M. A. Brooke1, F. Castro-Moure2, A. K. Patel2, G. P. Victorino1 2Highland Hospital,Department Of Surgery,Oakland, CALIFORNIA, USA 1University Of California – San Francisco East Bay,San Francisco, CA, USA
Introduction: In recent years, the phenomenon of rapidly resolving acute subdural hematoma (RRASDH) has gained recognition, but it is still poorly understood. Previous studies have suggested the contribution of coagulopathy to rapid resolution, as well as the presence of a "low density band" between the ASDH and the skull, representing cerebrospinal fluid washout. Our goal was to investigate the significance of RRASDH, and examine any predictive factors.
Methods: A retrospective analysis was performed of all non-operatively managed ASDHs treated at our trauma center from 2011-2015. Inclusion criteria were ASDH on computed tomography (CT), admission Glasgow coma score (GCS) >7, and repeat CT to evaluate ASDH progression or regression over time. Rapid resolution was defined as decrease in hematoma thickness by 50% in 72 hours. Clinical data, CT findings, and trauma endpoints were collected and analyzed for resolving and non-resolving cases.

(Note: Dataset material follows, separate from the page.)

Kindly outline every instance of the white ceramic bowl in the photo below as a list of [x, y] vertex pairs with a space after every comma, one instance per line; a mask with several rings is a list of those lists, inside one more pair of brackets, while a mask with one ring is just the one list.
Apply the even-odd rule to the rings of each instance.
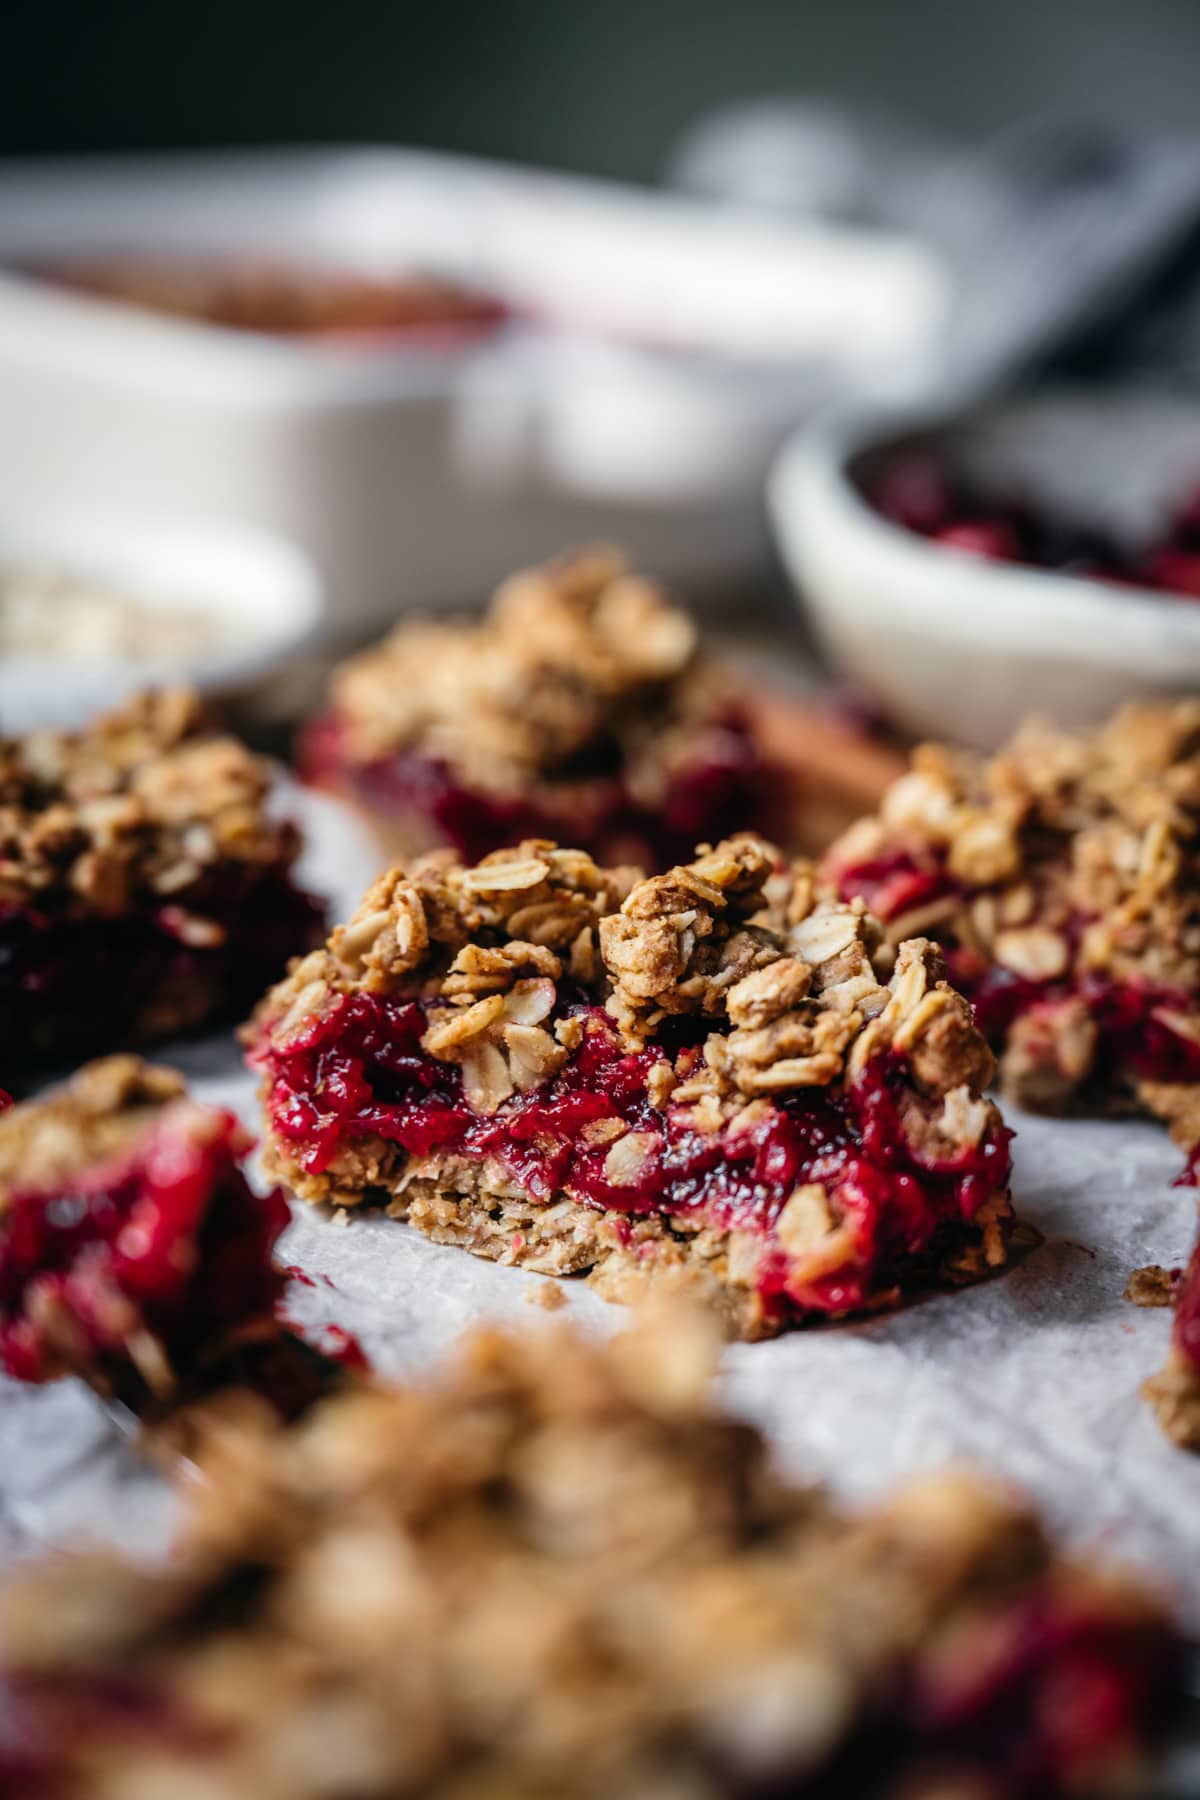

Results: There were 154 patients who met inclusion criteria. A change in hematoma thickness was associated with mortality, with patients who died showing a mean hematoma growth of 48% versus a 9% reduction in patients who survived (p=0.002). There were 29 cases of RRASDH, in which the average resolution rate was 0.23 mm/hr with a mean 78% size reduction. There were no predictive factors for rapid resolution with no differences between resolving and non-resolving groups in GCS, injury severity score, or initial CT findings (presence of cranial fractures, additional hemorrhage, cerebral edema, midline shift, or location of ASDH). These two groups also demonstrated no differences in endpoints such as mortality, ventilator days, ICU length of stay, or discharge destination. We found no difference between these two groups in either proportion of coagulopathic patients or gross PT/INR values. Finally, there was no difference in the prevalence of the "low density band" on CT. When compared with a group of patients who experienced rapid growth (>50% axial thickness in 72 hours), the RRASDH group did have a lower mortality (3.4% vs. 23.5%, p =0.04).
Conclusion: To our knowledge, this is the largest review of RRASDH. Our findings contradict some of the recent literature, as well as prevailing theories for the mechanism of rapid ASDH resolution. We found no significant relationship between coagulopathy or presence of a "low density band" and resolution of ASDH, shedding doubt on these theories of etiology. However, we also found no relationship between rapid resolution and better standard trauma outcomes, calling into question the basic significance of rapid resolution alone. What is far clearer is that rapid growth of ASDH is a poor clinical sign.